If asking UCLA students what they’re doing for Spring Break was a Family Feud question, the number one answer would be obvious: sleep. I can’t say I’ve conducted an official survey, but I have heard enough friends and peers answer that question with the same hollowed eyes and simultaneously deadpan yet eagerly infused tone. UCLA students are sleeping this Spring Break. And they’re excited about it. Nearly extinct are the days of two-week-long, alcohol-imbued excursions to Cabo. Hello to trudges home where, by the time you’ve slept enough to revive yourself from the ceaseless drudgery of midterms and finals on the quarter system, it’s already time to go back and begin all over again. The truth is, nowadays, we need our Spring Breaks to catch up on much-needed shut-eye.
The quarter system is simply unforgiving. Just when you finish midterms (including midterms parts one and two for many STEM students), it’s practically already time to start studying for finals. It’s virtually impossible to take any breaks once we reach week four of five. It’s nonstop. I know people who literally don’t sleep for days at a time once it hits week five. Those first few weeks are wondrous, though.

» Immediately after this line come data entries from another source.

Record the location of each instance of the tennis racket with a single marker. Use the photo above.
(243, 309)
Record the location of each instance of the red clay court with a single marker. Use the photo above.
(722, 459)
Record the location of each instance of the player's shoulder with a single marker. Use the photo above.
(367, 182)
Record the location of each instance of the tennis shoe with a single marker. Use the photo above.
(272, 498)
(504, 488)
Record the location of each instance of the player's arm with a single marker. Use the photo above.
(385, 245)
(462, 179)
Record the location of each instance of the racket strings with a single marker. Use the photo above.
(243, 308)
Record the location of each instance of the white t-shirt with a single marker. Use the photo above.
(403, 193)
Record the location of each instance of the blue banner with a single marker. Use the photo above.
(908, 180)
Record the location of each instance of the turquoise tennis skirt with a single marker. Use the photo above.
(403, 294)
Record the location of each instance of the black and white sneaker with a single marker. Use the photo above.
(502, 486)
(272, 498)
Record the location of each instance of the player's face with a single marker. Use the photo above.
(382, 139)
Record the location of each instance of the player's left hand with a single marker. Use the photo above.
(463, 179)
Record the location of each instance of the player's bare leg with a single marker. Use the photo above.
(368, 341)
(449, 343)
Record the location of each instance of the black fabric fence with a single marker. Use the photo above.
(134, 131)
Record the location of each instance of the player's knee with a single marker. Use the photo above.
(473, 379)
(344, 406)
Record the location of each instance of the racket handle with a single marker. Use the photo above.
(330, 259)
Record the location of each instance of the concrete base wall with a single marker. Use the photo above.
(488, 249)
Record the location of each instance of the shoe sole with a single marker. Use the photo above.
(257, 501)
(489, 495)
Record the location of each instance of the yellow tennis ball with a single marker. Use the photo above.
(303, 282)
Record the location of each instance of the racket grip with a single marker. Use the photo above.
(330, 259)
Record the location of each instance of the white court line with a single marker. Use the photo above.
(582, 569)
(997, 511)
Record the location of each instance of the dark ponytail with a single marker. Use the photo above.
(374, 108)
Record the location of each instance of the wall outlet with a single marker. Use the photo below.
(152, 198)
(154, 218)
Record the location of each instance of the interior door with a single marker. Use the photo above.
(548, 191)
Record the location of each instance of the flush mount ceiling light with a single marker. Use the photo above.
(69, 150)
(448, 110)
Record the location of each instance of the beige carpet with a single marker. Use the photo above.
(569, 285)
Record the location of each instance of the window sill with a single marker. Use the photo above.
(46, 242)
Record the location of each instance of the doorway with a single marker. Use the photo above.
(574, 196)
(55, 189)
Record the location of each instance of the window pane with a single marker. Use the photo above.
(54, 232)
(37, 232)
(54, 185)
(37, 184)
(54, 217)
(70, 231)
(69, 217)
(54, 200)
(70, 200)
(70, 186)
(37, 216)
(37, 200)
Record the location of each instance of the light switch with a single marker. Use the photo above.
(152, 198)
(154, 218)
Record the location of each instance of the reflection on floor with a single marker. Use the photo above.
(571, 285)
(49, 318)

That said, Winter Break (the break between Fall and Winter quarters) is so long that you could take an entire summer-length vacation. The ratio between Winter Break and Spring Break is actually baffling. Students actually complain that Winter Break is too long. Whereas Winter Break makes it hard to get back in the swing of school upon returning, students are hardly rested enough after Spring Break to return. An easy solution? Why not just make them the same length? Or at least have Winter only slightly longer to give time for professors the prepare (the supposed rationale for the absurd difference in length). If so, we might also be able to afford a vacation while the sun is actually out.
I love the quarter system. I really do. You can take way more classes, and you’re not stuck in ones you don’t enjoy for long. But the lack of Spring Break is certainly one of its greatest flaws. Luckily, there is a solution. This is my humble petition for change so that we can do more than just sleep over break (not that sleeping isn’t wonderful).